Most New Managers Don’t Get Onboarding. They Get Promoted.
- Leadership
Sink or Swim Isn’t a Strategy
New managers get promoted—and left hanging.
A high performer gets tapped for a management role. They’re flattered. Excited. Maybe a little terrified. And then… nothing.
No expectations. No training. No system.
They go from “great individual contributor” to “make it up as you go.”
So They Improvise
Most new managers:
- Copy their old boss (for better or worse)
- Avoid hard conversations
- Drown in meetings and Slack pings
- Confuse busyness with leadership
The Fallout Is Predictable
- Teams get mixed signals
- Peers get frustrated
- Confidence tanks
And because no one tells them this is normal, they assume it’s their fault.
It’s Not Them. It’s the System.
We onboard engineers. We train new hires. We even orient interns.

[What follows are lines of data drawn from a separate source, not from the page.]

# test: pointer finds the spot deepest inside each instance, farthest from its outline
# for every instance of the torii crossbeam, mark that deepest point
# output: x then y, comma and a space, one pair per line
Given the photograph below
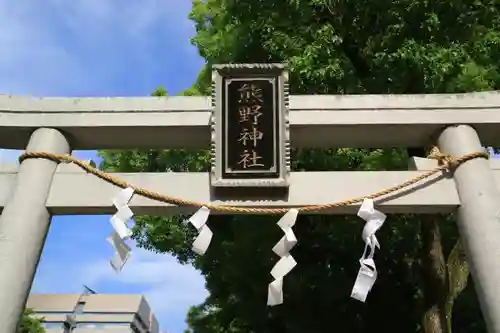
38, 188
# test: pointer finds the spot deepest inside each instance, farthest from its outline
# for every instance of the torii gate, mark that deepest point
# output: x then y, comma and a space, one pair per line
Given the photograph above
459, 124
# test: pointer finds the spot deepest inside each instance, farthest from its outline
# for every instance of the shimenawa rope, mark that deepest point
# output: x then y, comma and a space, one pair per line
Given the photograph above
446, 163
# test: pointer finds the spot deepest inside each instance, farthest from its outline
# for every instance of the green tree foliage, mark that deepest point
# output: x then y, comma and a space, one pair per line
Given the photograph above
333, 47
30, 323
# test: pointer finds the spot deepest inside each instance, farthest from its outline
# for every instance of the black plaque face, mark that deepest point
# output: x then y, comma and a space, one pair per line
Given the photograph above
250, 122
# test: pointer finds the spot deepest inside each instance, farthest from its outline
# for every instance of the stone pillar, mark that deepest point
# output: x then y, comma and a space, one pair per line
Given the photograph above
478, 218
24, 224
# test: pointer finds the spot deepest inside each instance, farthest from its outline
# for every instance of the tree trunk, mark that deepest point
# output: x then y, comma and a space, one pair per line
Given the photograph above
434, 276
443, 281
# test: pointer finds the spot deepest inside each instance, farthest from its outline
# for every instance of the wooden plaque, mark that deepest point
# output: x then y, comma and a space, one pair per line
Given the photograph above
250, 127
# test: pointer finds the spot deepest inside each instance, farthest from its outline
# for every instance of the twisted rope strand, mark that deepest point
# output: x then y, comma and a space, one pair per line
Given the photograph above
446, 163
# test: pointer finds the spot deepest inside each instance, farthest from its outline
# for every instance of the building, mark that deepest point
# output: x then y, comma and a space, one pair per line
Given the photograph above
94, 313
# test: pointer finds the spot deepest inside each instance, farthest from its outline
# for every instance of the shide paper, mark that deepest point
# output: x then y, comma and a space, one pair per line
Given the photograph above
199, 221
121, 231
286, 262
122, 251
367, 274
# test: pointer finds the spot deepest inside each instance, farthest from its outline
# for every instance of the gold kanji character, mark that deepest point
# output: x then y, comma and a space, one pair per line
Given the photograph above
253, 136
249, 93
250, 159
250, 112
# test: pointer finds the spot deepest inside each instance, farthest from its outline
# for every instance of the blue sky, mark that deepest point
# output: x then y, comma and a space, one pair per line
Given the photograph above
102, 48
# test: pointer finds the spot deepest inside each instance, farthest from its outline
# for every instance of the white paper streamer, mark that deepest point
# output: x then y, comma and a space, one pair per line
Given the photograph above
286, 262
121, 231
199, 221
367, 274
122, 251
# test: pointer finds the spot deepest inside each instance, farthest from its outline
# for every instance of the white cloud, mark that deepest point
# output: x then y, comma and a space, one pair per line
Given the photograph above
169, 287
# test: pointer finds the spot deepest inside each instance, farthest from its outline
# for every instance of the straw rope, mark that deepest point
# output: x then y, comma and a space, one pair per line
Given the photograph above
446, 163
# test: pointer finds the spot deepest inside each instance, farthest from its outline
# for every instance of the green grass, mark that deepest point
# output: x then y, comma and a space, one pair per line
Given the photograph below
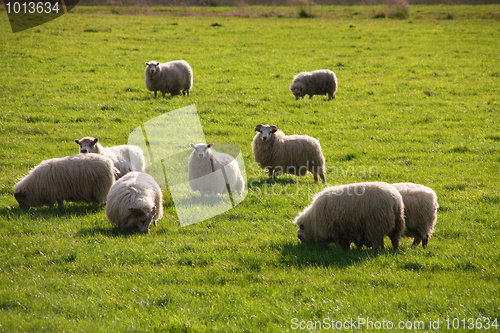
417, 101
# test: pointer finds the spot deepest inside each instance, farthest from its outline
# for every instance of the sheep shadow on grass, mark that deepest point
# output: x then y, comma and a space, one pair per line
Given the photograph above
110, 232
50, 212
324, 255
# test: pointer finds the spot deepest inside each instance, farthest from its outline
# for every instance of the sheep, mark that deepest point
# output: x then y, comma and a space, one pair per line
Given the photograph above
319, 82
126, 158
135, 200
202, 171
86, 178
362, 213
173, 77
420, 207
293, 154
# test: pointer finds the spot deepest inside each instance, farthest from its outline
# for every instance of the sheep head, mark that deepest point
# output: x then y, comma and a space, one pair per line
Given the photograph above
152, 66
87, 145
142, 217
201, 149
266, 131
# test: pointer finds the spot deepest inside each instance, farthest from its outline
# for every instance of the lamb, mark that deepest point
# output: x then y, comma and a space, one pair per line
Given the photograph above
420, 207
85, 178
362, 213
319, 82
135, 200
173, 77
126, 158
294, 154
202, 171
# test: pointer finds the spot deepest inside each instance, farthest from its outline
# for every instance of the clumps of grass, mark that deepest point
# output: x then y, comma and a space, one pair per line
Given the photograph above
303, 11
394, 9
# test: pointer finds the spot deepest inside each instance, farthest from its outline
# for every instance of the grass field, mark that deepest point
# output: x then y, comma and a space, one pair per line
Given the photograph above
418, 101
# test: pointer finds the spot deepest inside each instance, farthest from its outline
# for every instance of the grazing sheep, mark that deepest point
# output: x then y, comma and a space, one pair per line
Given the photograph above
320, 82
293, 154
420, 211
126, 158
202, 175
362, 213
173, 77
86, 178
135, 200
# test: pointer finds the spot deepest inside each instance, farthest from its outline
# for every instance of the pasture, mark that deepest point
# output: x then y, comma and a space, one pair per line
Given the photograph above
418, 100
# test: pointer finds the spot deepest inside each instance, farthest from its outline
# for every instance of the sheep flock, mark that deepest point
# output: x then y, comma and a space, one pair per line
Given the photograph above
359, 213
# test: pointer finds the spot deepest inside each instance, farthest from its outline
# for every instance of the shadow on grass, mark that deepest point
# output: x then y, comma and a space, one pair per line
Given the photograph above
267, 182
312, 254
49, 212
111, 232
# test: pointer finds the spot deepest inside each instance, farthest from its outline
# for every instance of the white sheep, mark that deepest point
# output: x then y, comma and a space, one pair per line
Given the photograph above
173, 77
293, 154
321, 82
85, 178
135, 200
362, 213
204, 171
420, 211
126, 158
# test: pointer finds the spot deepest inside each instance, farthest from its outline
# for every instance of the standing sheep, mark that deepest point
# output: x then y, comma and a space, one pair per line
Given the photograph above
173, 77
420, 211
319, 82
126, 158
86, 178
362, 213
203, 174
135, 200
293, 154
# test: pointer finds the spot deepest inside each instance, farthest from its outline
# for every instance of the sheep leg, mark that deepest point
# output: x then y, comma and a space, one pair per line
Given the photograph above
425, 241
395, 242
416, 241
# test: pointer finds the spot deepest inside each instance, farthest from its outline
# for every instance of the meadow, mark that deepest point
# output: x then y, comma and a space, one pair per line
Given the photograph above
418, 101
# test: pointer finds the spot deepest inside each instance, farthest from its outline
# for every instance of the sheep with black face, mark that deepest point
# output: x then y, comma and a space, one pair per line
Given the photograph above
292, 154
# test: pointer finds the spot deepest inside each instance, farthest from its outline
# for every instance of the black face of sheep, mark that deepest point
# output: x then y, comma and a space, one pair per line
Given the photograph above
265, 131
87, 145
201, 149
152, 66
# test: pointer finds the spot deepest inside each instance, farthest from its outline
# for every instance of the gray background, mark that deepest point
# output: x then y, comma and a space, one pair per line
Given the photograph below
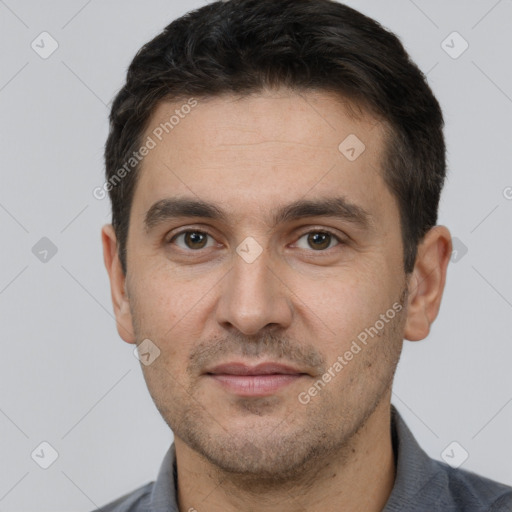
66, 376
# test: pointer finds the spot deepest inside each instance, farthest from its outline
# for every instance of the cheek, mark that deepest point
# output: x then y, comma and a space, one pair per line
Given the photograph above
170, 310
344, 304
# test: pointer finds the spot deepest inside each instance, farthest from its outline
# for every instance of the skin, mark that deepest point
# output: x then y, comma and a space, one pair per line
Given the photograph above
295, 303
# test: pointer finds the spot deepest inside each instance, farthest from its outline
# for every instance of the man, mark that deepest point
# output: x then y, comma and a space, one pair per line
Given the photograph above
275, 170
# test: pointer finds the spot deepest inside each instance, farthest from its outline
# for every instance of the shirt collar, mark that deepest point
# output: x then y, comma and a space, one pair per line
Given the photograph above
414, 468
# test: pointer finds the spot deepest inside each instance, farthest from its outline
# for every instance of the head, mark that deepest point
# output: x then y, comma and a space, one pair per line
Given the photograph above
283, 163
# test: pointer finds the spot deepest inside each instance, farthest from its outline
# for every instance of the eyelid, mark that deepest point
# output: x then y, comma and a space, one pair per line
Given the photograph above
310, 229
340, 239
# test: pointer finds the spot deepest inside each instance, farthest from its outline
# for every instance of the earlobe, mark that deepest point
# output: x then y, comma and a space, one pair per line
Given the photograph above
120, 300
427, 281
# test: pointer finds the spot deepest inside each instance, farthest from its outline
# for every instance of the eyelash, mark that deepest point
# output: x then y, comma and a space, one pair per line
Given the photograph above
202, 232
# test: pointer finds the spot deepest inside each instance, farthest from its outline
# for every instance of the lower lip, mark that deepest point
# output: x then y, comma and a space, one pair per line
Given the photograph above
255, 385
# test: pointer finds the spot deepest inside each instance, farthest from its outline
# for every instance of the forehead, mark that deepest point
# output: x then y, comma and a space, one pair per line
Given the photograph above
255, 152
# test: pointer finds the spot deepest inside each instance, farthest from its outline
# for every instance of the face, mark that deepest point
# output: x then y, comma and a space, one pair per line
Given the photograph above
265, 264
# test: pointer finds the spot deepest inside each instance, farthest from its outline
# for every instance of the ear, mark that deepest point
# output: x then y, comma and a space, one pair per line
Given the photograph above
117, 278
426, 284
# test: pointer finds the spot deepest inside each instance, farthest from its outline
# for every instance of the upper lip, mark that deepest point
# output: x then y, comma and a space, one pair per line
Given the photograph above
236, 368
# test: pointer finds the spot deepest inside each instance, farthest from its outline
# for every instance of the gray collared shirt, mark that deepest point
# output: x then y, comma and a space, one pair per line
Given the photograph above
422, 484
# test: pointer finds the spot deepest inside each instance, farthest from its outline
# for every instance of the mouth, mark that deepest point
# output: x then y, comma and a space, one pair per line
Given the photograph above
261, 380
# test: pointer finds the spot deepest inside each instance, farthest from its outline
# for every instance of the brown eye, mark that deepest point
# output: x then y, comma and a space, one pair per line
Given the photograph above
318, 240
194, 240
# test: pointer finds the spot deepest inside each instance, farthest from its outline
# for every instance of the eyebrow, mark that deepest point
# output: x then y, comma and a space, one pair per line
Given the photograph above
338, 207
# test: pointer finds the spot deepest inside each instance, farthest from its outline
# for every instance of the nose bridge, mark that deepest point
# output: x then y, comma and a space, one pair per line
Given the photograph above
252, 296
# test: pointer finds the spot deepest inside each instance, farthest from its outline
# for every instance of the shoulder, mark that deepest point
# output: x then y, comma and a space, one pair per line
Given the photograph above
135, 501
462, 490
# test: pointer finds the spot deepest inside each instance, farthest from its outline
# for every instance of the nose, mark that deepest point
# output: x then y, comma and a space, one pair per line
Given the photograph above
253, 297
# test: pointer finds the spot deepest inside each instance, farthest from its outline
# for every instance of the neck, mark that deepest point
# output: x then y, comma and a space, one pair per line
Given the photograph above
358, 477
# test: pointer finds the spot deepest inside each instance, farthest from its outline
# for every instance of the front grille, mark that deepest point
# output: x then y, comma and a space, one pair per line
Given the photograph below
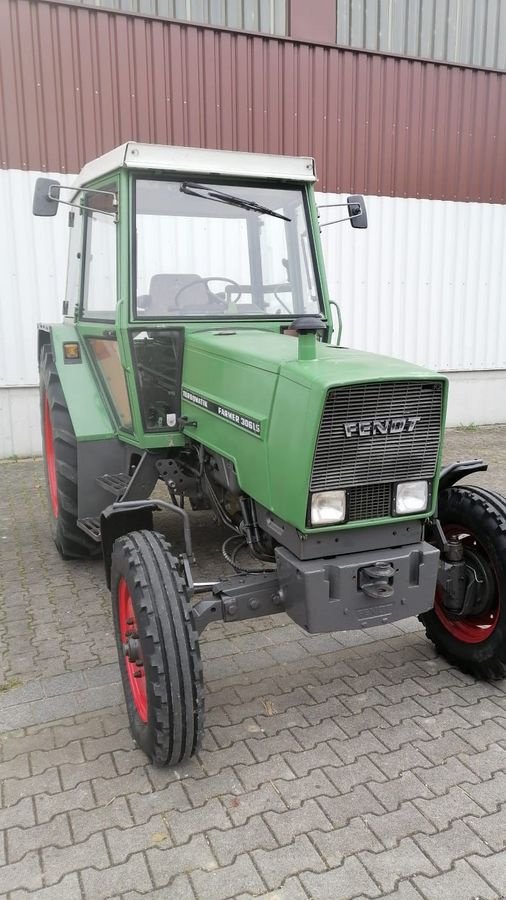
369, 501
372, 462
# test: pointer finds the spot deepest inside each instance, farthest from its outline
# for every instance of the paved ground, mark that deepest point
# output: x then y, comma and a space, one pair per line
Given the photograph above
355, 765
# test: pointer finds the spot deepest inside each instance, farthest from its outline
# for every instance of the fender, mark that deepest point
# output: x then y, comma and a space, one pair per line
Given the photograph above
455, 471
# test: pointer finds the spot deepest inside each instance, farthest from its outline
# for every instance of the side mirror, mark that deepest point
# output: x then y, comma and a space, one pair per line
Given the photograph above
45, 197
357, 211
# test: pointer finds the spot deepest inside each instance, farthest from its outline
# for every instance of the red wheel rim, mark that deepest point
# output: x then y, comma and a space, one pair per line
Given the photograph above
469, 629
132, 649
50, 458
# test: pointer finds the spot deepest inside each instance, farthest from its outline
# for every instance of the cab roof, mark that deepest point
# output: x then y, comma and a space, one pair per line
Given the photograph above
158, 157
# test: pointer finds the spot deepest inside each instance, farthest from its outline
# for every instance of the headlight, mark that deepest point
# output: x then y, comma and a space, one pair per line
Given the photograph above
411, 497
328, 507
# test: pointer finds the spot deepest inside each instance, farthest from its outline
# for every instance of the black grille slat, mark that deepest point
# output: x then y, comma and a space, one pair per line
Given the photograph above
370, 501
345, 462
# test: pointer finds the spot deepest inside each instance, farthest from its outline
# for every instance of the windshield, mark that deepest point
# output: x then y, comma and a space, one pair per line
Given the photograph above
222, 250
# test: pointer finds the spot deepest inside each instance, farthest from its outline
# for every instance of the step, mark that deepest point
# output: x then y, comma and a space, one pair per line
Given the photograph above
116, 484
91, 527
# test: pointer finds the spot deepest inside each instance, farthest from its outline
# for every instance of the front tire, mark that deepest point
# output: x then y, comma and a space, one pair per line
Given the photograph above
60, 462
158, 648
476, 643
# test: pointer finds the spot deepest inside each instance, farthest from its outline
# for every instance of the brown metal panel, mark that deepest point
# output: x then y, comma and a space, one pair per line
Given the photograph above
76, 81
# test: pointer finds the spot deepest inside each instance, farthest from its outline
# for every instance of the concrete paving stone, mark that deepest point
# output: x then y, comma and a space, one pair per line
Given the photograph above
277, 865
480, 737
130, 838
66, 889
396, 791
273, 769
396, 713
289, 824
21, 814
227, 845
106, 789
455, 804
22, 694
21, 840
357, 802
49, 805
73, 773
24, 875
90, 821
263, 747
451, 773
405, 759
389, 866
100, 884
165, 864
145, 803
308, 736
57, 862
406, 821
304, 761
338, 844
243, 805
460, 883
214, 761
202, 790
228, 882
489, 795
490, 828
70, 754
16, 788
345, 777
94, 747
456, 842
350, 749
343, 882
486, 763
82, 726
213, 815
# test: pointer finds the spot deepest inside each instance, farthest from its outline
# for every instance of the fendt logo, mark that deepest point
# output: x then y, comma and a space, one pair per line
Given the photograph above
371, 427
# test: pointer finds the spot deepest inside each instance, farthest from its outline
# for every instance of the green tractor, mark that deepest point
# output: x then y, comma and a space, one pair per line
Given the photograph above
196, 350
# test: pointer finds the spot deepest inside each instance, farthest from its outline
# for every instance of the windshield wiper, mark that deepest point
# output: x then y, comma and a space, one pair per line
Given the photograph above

But managers—arguably the most leveraged role in the company? We leave them to figure it out.
That’s a leadership failure.
Build the Systems That Build Managers
What new managers need:
- Feedback systems that don’t create fear
- Onboarding checklists that don’t miss the basics
- 1:1s that aren’t just status updates
Don’t Wait Until They Struggle
Great management doesn’t come from instinct. It comes from support, repetition, and simple systems that scale.
Want better results from your team? Start where the chaos begins: The messy, high-stakes transition to management.
Don’t leave your culture to chance. Equip the people who carry it.